Desde un punto de vista psicológico, la aceptación ciega de una autoridad así, con tal grado de falsedad, se logra explicar en la mayoría de los casos por la costumbre, es decir, porque “hay que seguir al caudillo/pastor/sacerdote porque sí”. (Sé muy bien que hay excepciones.) Cuando un funcionario público no está instruido en nada de lo que se le pide para que ejecute su gestión administrativa, en algún momento todo acaba mal (por la impertinencia en lo que dice y hace). Si nadie le entrega su carro dañado al primero que pase frente a su casa para que “lo arregle”, con mayor razón el Estado no debe ser puesto en manos de personas no instruidas porque la incapacidad de hacer las cosas aumenta su nivel de afectación en tanto impacta a todos los ciudadanos. No es un asunto solamente de buenas intenciones, también y fundamentalmente de la formación académica correspondiente.
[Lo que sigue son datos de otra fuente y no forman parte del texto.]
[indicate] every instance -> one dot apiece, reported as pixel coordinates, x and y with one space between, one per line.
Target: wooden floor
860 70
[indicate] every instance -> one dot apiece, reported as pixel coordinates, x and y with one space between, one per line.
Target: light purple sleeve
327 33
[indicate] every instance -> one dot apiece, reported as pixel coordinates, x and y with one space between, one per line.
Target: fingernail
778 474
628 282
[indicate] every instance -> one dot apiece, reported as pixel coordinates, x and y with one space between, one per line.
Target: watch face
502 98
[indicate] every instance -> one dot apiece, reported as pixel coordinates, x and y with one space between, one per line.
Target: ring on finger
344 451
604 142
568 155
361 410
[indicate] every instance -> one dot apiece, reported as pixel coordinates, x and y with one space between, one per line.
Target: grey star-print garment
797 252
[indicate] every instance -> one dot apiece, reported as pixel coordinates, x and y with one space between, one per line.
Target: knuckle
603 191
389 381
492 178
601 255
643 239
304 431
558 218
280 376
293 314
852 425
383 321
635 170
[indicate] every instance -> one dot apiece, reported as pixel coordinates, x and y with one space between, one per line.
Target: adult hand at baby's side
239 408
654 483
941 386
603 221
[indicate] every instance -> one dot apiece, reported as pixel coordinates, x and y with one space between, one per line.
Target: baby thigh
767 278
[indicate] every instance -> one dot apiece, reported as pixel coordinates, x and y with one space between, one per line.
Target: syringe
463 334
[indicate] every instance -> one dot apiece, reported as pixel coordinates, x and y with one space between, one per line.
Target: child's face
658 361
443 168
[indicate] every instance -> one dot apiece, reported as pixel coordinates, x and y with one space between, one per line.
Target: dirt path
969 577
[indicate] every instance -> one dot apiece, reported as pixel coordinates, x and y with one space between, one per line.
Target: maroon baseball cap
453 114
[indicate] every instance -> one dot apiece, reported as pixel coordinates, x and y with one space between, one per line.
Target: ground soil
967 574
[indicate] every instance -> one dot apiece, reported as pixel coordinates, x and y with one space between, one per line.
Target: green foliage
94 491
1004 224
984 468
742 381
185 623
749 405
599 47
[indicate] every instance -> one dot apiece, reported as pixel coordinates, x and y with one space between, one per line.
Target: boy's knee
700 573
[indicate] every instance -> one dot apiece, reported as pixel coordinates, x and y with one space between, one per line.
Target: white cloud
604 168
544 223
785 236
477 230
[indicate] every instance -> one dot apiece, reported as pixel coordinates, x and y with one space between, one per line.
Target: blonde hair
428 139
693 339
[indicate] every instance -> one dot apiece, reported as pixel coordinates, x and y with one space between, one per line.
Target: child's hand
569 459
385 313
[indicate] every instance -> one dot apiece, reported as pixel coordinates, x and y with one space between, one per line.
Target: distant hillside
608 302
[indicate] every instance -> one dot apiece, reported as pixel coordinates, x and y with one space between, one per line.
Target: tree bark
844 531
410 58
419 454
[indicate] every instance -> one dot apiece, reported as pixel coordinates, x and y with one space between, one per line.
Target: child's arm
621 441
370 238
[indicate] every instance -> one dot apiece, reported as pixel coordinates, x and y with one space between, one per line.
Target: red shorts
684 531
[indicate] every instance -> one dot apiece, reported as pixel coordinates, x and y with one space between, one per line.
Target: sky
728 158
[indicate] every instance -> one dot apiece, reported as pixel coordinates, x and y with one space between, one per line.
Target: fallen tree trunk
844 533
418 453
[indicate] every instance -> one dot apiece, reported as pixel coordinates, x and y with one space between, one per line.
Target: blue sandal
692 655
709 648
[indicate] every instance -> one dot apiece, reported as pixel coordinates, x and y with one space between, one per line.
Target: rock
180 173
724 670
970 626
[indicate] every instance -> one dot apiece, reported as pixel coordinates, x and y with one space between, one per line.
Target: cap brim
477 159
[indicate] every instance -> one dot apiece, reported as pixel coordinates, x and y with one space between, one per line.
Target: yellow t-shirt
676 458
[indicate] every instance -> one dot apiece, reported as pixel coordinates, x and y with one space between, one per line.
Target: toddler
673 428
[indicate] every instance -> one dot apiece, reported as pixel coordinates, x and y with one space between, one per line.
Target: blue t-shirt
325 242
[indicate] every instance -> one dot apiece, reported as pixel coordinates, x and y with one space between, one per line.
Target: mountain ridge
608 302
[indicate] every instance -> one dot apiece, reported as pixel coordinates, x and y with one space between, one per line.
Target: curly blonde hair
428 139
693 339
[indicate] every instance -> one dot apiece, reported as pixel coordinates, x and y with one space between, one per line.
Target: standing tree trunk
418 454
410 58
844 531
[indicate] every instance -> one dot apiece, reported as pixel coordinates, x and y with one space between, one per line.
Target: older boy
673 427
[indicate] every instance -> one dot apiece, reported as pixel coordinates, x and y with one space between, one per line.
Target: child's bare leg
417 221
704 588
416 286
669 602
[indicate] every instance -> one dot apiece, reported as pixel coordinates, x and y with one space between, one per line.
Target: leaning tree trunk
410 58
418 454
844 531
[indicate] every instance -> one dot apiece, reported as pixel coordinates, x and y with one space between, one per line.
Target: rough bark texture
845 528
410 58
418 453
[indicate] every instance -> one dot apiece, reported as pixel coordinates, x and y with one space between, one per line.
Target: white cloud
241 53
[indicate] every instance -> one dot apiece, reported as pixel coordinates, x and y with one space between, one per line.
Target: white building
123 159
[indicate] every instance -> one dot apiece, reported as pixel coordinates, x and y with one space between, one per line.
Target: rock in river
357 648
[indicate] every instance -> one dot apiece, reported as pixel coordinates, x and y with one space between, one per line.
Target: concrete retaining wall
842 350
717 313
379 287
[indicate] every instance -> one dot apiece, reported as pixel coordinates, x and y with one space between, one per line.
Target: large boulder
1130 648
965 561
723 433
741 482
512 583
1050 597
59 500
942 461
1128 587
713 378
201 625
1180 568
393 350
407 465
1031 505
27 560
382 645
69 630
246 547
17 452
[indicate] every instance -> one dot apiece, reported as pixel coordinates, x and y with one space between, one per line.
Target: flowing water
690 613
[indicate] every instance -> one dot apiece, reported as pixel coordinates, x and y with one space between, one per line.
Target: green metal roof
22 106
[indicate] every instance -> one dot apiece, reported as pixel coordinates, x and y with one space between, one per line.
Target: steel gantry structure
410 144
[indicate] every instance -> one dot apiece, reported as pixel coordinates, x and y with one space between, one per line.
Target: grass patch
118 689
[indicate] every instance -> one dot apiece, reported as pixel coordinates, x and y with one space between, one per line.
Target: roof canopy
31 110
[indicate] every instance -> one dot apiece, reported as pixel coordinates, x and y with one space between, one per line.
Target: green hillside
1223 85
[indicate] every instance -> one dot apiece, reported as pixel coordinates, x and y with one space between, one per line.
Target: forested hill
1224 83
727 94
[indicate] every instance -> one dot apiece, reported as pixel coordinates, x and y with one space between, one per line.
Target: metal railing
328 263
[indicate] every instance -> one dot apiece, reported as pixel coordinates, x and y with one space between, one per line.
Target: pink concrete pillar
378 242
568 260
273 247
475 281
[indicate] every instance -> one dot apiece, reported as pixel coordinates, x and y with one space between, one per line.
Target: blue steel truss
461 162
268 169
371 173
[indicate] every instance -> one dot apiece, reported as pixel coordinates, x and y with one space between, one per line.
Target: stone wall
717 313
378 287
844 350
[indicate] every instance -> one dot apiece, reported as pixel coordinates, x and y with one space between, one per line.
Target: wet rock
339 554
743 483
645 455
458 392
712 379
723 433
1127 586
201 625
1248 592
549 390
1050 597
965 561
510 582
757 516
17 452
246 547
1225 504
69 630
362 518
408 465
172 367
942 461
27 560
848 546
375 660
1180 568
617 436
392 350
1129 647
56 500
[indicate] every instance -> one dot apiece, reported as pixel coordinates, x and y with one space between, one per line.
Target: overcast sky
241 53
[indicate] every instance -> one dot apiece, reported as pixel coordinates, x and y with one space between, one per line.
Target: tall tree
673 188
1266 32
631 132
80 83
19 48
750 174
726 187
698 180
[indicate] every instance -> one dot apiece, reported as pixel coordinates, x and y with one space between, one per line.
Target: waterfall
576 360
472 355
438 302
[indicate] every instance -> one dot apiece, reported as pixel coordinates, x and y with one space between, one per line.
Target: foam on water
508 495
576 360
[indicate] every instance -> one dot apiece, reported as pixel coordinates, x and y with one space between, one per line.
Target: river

El poder legislativo costarricense, incrustado en nuestra independencia bicentenaria, no debe fundarse en un discurso que menciona a ‘dios’ cada vez que no tiene nada que decir académicamente. Esto es retórico: hay muchas religiones y todas se creen verdaderas. ¿Cómo se decide cuál es mejor y debe llevar la voz cantante? La historia de occidente indica la respuesta: entrando en conflicto, haciendo uso de la fuerza, pues las razones terminan en la polémica. O imponerse religiosamente. No, gracias. Una religión impuesta es como forzar el amor: por más cálculo que se haga no cierran las cuentas, y la relación colapsa.

Lo que deseamos los costarricenses, en virtud de los retos que tiene este país en múltiples campos, y puesto que les pagamos el salario a diputadas y diputados, es que nos gobiernen ilustrándonos con su pertinencia académica y hablando de los problemas del país y de cómo resolverlos, sin la muletilla (débil recurso retórico) de “dios”.